I'm getting old! I completely forgot I spent a whole year in Darwin in 1991. Great fishing! If you survive the midges and crocs.
 
I'm getting old! I completely forgot I spent a whole year in Darwin in 1991. Great fishing! If you survive the midges and crocs.
I was there from 92 to 95 then I went down to Melbourne chasing work. Did well in Melbourne but I burnt out in 2001 and headed back to Darwin for the slower pace of life. Continued burning out and ran away to live in the long grass in 2008. Left the region in the end of 2019, down to Adelaide to get a Housing Trust home and a pension.
 
The war in Darwin was a lot more intense than most Aussies ever get taught about, especially in the beginning. We had very little in the way of defences in the north and at the first sign of attack most of our military officers in the region jumped on the train to Adelaide River and left the common soldiers and civilians to fend for themselves.

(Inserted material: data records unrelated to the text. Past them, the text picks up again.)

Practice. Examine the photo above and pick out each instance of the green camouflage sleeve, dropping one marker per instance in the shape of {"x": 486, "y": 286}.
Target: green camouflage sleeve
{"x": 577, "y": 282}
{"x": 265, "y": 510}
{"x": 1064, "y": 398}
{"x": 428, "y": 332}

My grandfather was stationed on Horn Island. He recalled the Japanese strafed them in the morning on their way to Darwin, then strafed them on their way back in the afternoon. I have been there and seen the slit trenches they huddled in. He was apparently never the same once he came back.
 
My grandfather was stationed on Horn Island. He recalled the Japanese strafed them in the morning on their way to Darwin, then strafed them on their way back in the afternoon. I have been there and seen the slit trenches they huddled in. He was apparently never the same once he came back.
In the early 90s a lot of that sort of infrastructure was still in place right throughout the whole region, and the same as happens in Europe builders still occasionally come across unexploded bombs. Locals took me exploring some of the military tunnel system underneath East Point too, it was pretty cramped quarters but including a sister site the other side of the harbour at Mandorah it was underground housing for 200,000 men. At one stage there was over 500,000 men on rotation in and out of Darwin and they had to share bunks and take turns sleeping in shifts.
 
I was there from 92 to 95 then I went down to Melbourne chasing work. Did well in Melbourne but I burnt out in 2001 and headed back to Darwin for the slower pace of life. Continued burning out and ran away to live in the long grass in 2008. Left the region in the end of 2019, down to Adelaide to get a Housing Trust home and a pension.
I worked for about 6 months as a lab tech in the Nursing School at Myilly Pt and approx 6 months as an assistant on a fish farm in Darwin TAFE. Life is slower up in the territory. Culture and nightmarkets make it have a vibe like Bali or pacific islands and less like Australia. Food was incredible. Nightlife and crime is where reality hits. Also I ran out of work and went back south.